Пенелопа резко обернулась на дыбу и снова на меня:
– Это карта Кармина. Здесь написано «Римнепеи».
– Да нет же, вот: Рицину… вот чёрт, точно, – я пригляделась, не веря глазам. – Постой, тут вообще всё не то… Но так похоже!
Там были отмечены не глубины, а высоты. А на месте впадины – гора под названием Пик Сольпуг.
Пенелопа просверлила взглядом карту, побросала на пол броню и выбежала из пыточной. Меня глодало нехорошее предчувствие. Тем временем нужно было действовать. Гидриллиевый портал не мог сам себя заблокировать.
Пенелопа второпях не свернула каталоги оборудования. Сколько осталось времени наедине с базой, я не знала, и принялась лихорадочно листать папки. Вот! Нашёлся каталог учёта найденных вещей из руженита. И внутри – папка под названием «кислотный шредер». Дьявол! Они уничтожили весь руженит!

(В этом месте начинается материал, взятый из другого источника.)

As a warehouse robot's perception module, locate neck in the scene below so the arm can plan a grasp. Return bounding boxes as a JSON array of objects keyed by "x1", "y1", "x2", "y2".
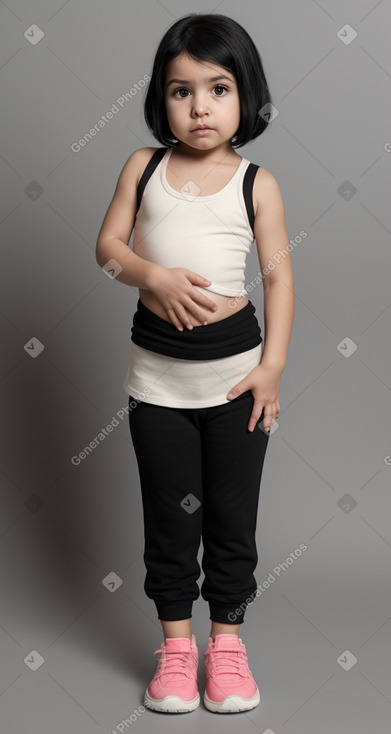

Послышались шаги. Я отпрыгнула от стола и замерла. Сердце ухнуло: в коридоре шагали слишком тяжело. Это была не Пенелопа.
* * *
– …вздумала подкупить меня карминскими птичками, – бушевала Альда, швыряя на стол Кайнорту маленькую гипсовую статуэтку. – Сил моих больше нет. Выкидывай свою потаскуху с моей планеты вместе с её мехами, брильянтами и кукушками.
– Это фигурка селёдки. У неё чешуя.
– Это перья!
– Хорошо, пусть перья.
– Не «пусть перья», а перья!
– Перья, – вздохнул Бритц, открывая дверь в ответ на слабый стук, и пробормотал: – обычная селёдка в перьях.
Пришла рабыня, новая ши. Прелестная, впрочем, Ёрль Ёж всегда умел угодить хозяину с сервировкой: синее пламя глаз, длинная атласная шея, красивые формы. Как там Ёрль её называл? Кайнорт не запоминал имён. Просто ему, как всякому эзеру, минимум раз в неделю требовалась живая кровь, не консервы. Альда косилась на рабыню, пока та закалывала шёлковые волны в тугой пучок: неряха, это было положено делать до того, как идти к хозяину. Чтобы не тратить его время зря.
Кайнорт у окна встряхивал баллончик криоспрея, не обращая внимания на испуганную ши. Та знала, что сплоховала с волосами. Но не могла разобрать по профилю рой-маршала, будет ли наказана. Ещё мгновение, и рабыня приняла нужную позу: спиной к хозяину, руки на стол, голова чуть опущена.
– Маррада останется здесь под присмотром Лимани, – возразил Бритц, поддергивая воротник блузы на ши, чтобы не залить кровью ткань. – Это небезопасно – позволить ей улететь сейчас.
Он распылил криоспрей и выждал положенные секунды, пока не подействовал анестетик. Рабыня покрылась мурашками и задышала чаще. Она боялась крови, боли, всего вокруг. Лимани застращала остальных, повторяя, как не любит минори кровь с адреналином, и как расправляются с нахалками, посмевшими упасть в обморок до процедуры. Разумеется, от этих врак только темнело в глазах, а сердце так и прыгало.
– С чего ты вообще уверен, что ребёнок твой?
– М-м, я не уверен. Но он точно минори, а мы генами не разбрасываемся.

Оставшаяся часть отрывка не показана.